Early detection of markers for synaesthesia in childhood populations

Julia Simner, Jenny Harrold, Harriet Creed, Louise Monro and Louise Foulkes

Department of Psychology, PPLS, University of Edinburgh, 7 George Square, EH8 9JZ, UK

Correspondence to: Julia Simner, Department of Psychology, University of Edinburgh, 7 George Square, Edinburgh, EH8 9JZ, UK E-mail: j.simner{at}ed.ac.uk

We show that the neurological condition of synaesthesia—which causes fundamental differences in perception and cognition throughout a lifetime—is significantly represented within the childhood population, and that it manifests behavioural markers as young as age 6 years. Synaesthesia gives rise to a merging of cognitive and/or sensory functions (e.g. in grapheme-colour synaesthesia, reading letters triggers coloured visual photisms) and adult synaesthesia is characterized by a fixed pattern of paired associations for each synaesthete (e.g. if a is carmine red, it is always carmine red). We demonstrate that the onset of this systematicity can be detected in young grapheme-colour synaesthetes, but is an acquired trait with a protracted development. We show that grapheme-colour synaesthesia develops in a way that supersedes the cognitive growth of non-synaesthetic children (with both average and superior abilities) in a comparable paired association task. With methodology based on random sampling and behavioural tests of genuineness, we reveal the prevalence of grapheme-colour synaesthesia in children (over 170 000 grapheme-colour synaesthetes ages 0–17 in the UK, and over 930 000 in the US), the progression of the condition in longitudinal testing, and the developmental differences between synaesthetes and non-synaesthetes in matched tasks.

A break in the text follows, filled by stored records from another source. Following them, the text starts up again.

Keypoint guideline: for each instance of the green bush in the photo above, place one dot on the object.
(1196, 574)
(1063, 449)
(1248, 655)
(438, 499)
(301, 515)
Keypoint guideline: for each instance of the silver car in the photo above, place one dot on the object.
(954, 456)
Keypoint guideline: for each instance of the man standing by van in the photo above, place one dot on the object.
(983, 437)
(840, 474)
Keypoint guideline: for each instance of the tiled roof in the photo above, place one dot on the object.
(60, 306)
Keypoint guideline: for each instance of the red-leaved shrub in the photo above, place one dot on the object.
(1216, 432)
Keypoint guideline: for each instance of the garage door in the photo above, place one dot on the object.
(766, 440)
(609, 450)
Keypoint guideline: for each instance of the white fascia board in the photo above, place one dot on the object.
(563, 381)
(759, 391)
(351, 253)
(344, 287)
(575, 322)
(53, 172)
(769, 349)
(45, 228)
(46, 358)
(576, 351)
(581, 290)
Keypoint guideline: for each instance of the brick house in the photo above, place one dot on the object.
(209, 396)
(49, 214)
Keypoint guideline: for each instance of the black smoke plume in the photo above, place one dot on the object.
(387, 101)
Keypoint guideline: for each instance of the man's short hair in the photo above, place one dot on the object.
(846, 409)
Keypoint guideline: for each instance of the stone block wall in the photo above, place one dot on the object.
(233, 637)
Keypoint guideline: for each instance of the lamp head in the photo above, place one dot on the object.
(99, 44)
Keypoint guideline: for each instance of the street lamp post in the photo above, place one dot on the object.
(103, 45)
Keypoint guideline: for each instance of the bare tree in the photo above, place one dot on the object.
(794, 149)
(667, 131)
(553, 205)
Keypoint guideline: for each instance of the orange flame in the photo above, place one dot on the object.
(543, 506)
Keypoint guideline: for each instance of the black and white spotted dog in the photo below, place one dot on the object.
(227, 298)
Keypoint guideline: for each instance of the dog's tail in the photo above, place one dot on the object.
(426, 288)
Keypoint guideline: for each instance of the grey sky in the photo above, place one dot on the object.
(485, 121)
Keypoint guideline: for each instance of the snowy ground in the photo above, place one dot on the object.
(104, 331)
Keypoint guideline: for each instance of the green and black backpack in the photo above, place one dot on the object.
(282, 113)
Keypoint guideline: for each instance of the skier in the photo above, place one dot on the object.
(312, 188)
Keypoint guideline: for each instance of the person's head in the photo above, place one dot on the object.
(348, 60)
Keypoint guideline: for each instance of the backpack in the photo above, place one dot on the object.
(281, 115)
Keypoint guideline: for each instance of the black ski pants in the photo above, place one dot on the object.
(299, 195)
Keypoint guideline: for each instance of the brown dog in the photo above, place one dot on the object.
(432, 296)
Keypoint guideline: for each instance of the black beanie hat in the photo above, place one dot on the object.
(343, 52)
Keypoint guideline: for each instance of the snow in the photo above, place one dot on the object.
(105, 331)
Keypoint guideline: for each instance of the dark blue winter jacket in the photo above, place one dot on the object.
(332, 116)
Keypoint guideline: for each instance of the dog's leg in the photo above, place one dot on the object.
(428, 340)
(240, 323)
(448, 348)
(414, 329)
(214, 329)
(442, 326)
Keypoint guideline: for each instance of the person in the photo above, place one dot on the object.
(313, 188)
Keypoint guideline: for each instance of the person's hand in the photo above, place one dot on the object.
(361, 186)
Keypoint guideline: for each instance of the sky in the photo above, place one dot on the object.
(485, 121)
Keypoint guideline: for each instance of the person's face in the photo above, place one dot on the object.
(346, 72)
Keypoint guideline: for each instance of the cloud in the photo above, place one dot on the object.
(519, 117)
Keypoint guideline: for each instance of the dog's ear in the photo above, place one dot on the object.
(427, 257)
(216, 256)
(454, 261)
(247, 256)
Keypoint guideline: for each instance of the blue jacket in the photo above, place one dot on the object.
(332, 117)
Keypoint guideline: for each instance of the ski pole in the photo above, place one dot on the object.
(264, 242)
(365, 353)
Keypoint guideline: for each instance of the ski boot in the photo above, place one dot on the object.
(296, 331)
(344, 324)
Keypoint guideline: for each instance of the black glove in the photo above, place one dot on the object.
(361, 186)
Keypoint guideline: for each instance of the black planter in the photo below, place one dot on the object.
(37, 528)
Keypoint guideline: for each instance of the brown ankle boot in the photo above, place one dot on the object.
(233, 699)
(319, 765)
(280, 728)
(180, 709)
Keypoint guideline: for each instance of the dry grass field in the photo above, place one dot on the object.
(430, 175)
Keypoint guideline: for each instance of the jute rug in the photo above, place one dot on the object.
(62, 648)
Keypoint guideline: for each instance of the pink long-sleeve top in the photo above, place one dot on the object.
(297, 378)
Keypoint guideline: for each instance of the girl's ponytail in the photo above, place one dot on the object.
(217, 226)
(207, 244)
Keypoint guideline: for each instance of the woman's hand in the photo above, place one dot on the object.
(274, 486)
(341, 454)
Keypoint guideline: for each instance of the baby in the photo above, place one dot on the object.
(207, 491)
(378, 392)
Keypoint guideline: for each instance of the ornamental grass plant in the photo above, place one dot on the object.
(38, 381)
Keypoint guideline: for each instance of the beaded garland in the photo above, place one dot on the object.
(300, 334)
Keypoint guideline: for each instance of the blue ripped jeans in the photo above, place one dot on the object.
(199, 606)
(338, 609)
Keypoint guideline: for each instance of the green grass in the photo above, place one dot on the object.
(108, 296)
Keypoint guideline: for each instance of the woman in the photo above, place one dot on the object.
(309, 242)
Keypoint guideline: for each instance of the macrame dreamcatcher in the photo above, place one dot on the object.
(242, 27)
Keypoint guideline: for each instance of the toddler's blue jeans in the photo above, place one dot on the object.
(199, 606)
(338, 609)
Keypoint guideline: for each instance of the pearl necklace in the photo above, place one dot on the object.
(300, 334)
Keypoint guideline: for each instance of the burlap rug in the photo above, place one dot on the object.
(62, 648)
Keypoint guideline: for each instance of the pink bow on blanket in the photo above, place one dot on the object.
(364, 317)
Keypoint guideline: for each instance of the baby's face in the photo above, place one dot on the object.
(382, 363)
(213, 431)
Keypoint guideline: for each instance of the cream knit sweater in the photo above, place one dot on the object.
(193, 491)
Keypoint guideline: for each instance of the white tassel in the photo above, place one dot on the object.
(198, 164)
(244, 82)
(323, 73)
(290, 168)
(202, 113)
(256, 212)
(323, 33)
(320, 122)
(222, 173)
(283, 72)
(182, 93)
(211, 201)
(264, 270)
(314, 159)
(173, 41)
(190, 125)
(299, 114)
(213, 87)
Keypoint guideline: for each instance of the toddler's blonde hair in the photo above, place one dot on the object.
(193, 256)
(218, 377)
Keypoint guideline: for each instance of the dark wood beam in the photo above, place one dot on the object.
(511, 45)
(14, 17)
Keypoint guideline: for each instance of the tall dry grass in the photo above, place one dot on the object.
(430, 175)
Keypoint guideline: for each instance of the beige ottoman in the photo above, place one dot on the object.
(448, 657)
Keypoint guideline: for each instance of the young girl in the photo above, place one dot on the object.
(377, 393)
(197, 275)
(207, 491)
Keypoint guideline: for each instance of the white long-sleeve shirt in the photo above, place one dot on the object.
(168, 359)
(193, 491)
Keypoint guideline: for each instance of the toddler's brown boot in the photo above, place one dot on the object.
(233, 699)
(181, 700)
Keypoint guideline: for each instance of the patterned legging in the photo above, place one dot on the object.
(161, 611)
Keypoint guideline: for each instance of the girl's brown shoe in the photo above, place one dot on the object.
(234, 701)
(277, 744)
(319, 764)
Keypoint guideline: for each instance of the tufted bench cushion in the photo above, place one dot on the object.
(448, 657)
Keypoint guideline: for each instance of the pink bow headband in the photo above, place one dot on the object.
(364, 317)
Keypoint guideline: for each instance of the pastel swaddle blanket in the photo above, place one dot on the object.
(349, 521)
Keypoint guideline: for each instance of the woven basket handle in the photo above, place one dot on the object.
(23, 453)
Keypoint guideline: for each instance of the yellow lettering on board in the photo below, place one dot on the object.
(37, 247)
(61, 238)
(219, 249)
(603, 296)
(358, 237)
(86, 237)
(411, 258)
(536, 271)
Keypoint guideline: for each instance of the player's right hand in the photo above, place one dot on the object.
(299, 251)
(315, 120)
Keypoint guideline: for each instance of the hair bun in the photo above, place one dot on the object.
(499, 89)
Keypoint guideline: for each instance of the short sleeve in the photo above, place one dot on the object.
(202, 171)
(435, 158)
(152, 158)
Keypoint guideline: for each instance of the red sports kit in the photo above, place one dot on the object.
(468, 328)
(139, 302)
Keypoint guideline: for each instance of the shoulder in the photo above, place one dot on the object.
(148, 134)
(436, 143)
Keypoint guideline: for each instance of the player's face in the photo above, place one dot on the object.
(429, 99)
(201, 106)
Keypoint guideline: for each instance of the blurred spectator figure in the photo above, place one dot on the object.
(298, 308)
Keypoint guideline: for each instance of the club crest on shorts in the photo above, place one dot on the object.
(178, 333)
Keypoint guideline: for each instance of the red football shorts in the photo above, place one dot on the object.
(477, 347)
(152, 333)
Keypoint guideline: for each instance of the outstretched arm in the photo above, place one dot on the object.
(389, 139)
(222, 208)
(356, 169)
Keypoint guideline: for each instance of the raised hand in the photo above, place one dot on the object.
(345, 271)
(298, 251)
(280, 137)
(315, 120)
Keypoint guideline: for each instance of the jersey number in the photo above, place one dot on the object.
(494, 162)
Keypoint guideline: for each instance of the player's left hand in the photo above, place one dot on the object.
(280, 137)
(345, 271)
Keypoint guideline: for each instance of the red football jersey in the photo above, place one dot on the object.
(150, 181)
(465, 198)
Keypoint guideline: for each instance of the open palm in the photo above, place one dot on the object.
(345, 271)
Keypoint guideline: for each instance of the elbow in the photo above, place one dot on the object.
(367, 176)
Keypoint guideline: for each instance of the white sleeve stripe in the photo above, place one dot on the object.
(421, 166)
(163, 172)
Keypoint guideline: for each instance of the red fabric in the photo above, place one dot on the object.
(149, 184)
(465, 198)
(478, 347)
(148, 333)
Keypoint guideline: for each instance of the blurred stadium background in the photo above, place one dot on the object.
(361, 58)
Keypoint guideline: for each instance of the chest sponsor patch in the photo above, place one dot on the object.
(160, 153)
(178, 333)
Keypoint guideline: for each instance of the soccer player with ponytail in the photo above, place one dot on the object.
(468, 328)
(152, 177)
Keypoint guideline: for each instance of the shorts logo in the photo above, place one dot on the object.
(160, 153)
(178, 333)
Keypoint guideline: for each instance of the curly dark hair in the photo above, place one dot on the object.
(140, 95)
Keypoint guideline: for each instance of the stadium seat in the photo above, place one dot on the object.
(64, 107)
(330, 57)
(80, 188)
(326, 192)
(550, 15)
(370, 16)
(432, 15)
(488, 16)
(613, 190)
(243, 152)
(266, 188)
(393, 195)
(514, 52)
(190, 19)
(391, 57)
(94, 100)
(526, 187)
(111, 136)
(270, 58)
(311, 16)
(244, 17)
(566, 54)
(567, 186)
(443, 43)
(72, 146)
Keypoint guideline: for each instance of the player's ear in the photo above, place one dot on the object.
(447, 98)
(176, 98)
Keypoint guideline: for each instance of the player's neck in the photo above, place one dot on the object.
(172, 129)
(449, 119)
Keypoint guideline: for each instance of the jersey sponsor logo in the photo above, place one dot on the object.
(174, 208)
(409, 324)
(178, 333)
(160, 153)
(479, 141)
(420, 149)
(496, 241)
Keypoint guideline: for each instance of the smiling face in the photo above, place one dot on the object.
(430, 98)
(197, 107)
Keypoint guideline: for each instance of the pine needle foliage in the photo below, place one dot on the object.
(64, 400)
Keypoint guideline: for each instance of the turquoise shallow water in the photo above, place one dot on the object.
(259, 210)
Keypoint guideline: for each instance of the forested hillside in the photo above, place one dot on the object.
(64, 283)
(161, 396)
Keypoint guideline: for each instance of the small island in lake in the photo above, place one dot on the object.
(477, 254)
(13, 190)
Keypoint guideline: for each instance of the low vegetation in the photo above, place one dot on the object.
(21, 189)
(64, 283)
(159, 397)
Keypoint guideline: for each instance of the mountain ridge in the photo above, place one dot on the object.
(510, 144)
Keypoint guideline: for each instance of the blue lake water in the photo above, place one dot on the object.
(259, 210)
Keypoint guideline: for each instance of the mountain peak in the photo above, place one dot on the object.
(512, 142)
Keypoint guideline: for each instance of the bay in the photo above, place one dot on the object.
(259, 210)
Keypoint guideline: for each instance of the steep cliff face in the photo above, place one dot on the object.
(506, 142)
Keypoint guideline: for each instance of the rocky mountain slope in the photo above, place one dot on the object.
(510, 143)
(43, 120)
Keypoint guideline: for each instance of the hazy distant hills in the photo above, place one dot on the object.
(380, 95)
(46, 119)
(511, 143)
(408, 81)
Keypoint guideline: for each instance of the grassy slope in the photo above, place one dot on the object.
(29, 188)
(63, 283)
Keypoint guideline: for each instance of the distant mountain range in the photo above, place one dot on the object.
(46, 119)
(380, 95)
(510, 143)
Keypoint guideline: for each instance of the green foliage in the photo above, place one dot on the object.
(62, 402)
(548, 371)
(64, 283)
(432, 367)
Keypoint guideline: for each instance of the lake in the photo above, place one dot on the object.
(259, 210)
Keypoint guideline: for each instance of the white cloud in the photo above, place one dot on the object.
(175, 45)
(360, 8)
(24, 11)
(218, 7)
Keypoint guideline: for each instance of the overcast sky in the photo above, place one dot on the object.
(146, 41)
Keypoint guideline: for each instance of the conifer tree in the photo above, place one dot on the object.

We tested 615 children age 6–7 years from 21 primary schools in the UK. Each child was individually assessed with a behavioural test for grapheme-colour synaesthesia, which first detects differences between synaesthetes and non-synaesthetes, and then tracks the development of each group across 12 months (from ages 6/7 to 7/8 years). We show that the average UK primary school has 2–3 grapheme-colour synaesthetes at any time (and the average US primary school has five) and that synaesthetic associations (e.g. a = carmine red) develop from chaotic pairings into a system of fixed, consistent cogno-sensory responses over time. Our study represents the first assessment of synaesthesia in a randomly sampled childhood population demonstrating the real-time development of the condition. We discuss the complex profile of benefits and costs associated with synaesthesia, and our research calls for a dialogue between researchers, clinicians and educators to highlight the prevalence and characteristics of this unusual condition.

Key Words: synaesthesia; synesthesia; cross-modal; binding; grapheme-colour

Received May 20, 2008. Revised October 6, 2008. Accepted October 10, 2008.